Example: a logistics agent plans classify_request -> lookup_order -> check_shipping -> apply_refund_policy -> draft_reply. FutureAGI attaches ToolSelectionAccuracy to the tool-choice step, GoalProgress to the overall trajectory, StepEfficiency to the number of steps, and TaskCompletion to the final outcome. If ToolSelectionAccuracy stays high but StepEfficiency drops, the planner likely chose correct tools but added unnecessary detours. If GoalProgress stalls after lookup_order, the planner may be missing a state transition into shipping verification.
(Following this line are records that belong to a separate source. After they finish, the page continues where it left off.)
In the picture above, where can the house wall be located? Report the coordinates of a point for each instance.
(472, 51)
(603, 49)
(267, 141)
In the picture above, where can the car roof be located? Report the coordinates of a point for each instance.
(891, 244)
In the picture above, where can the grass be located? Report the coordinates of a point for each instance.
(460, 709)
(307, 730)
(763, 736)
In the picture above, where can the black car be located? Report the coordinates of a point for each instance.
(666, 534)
Unlike ReAct prompting by itself, this does not assume that a reasoning string proves plan quality. The engineer sets an alert on eval-fail-rate-by-step, sends failing traces into a regression dataset, and gates the next prompt or model change on the same plan-quality checks. A fix might be a stop condition, a stricter tool schema, or a planner prompt patch, but the evidence comes from traceAI spans plus evaluator scores.
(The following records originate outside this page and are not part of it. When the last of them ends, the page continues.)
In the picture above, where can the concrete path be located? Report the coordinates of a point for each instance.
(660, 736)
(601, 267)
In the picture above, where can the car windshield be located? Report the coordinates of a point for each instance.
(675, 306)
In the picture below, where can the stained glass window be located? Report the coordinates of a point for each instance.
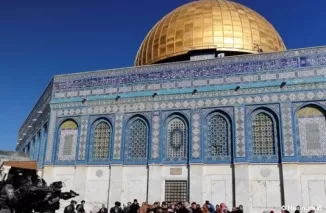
(312, 127)
(218, 136)
(137, 138)
(176, 138)
(68, 140)
(102, 138)
(263, 135)
(176, 191)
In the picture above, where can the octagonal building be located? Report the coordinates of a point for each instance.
(215, 109)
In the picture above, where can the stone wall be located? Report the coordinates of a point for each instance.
(257, 187)
(13, 156)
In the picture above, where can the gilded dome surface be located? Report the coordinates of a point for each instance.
(208, 24)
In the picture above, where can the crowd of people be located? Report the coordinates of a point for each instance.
(165, 207)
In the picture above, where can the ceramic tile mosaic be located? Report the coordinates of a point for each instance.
(287, 129)
(52, 127)
(156, 136)
(117, 137)
(196, 149)
(83, 138)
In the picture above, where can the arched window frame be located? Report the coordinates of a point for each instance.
(135, 160)
(166, 158)
(217, 159)
(263, 158)
(69, 158)
(321, 156)
(92, 141)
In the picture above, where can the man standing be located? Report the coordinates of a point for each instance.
(134, 207)
(71, 207)
(210, 207)
(103, 209)
(80, 207)
(116, 208)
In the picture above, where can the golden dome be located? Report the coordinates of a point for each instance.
(208, 24)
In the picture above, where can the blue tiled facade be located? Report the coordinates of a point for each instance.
(278, 84)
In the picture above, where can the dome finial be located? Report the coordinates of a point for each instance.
(231, 29)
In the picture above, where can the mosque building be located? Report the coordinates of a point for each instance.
(215, 108)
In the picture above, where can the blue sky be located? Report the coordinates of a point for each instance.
(39, 39)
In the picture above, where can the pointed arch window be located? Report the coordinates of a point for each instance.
(101, 140)
(263, 135)
(218, 136)
(136, 140)
(68, 135)
(312, 131)
(177, 138)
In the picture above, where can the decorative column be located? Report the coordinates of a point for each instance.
(4, 172)
(291, 175)
(196, 177)
(51, 130)
(155, 190)
(242, 186)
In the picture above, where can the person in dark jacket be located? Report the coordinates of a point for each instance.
(134, 206)
(117, 208)
(71, 207)
(80, 207)
(103, 209)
How to measure or detect Agent Planning quality

Measure agent planning at the trajectory level and at each planned decision point:

agent.trajectory.step: records ordered agent steps, making skipped verification, repeated loops, and premature stops visible.
ToolSelectionAccuracy: returns a tool-choice score for whether the selected tool matched the intent and state.
GoalProgress: scores whether the trajectory moved the agent toward the requested goal.
StepEfficiency: scores whether the plan used unnecessary or repeated steps.
Dashboard signals: eval-fail-rate-by-step, p99 latency, retry count, token-cost-per-trace, and tool-timeout rate by planned route.
User proxies: thumbs-down rate, human-escalation rate, and reopened-ticket rate for workflows with the same initial intent.

Minimal evaluator sketch:

from fi.evals import ToolSelectionAccuracy, GoalProgress, StepEfficiency

trajectory = [{"step": "lookup_order"}, {"step": "check_shipping"}]
scores = {
    "tool_selection": ToolSelectionAccuracy().evaluate(trajectory),
    "goal_progress": GoalProgress().evaluate(trajectory),
    "step_efficiency": StepEfficiency().evaluate(trajectory),
}

Set thresholds per workflow instead of one global score. A refund agent may require perfect ToolSelectionAccuracy before any billing write, while a research agent may tolerate extra search steps if GoalProgress improves. Review failed trajectories weekly and promote representative traces into regression evals so a prompt, tool schema, or model change cannot reintroduce the same planning error.

Common mistakes

Treating a natural-language plan as proof of progress. The plan can look sensible while the trace shows repeated lookup, retries, skipped verification, or a missing state transition.
Scoring only final answers. Correct-looking outputs can arrive after expensive retries, hiding latency, token cost, and wrong-tool recovery paths from release gates during traffic spikes.
Letting the planner choose tools without current state. Stale memory can route the agent to the wrong account, document, or customer record when tools share similar names.
Using one max-step limit as the control. It catches infinite loops late and misses short plans that skip authorization, policy, or evidence checks.
Merging planner and executor spans. Without separate agent.trajectory.step records, teams cannot locate whether failure came from choice, tool output, or synthesis during incident review.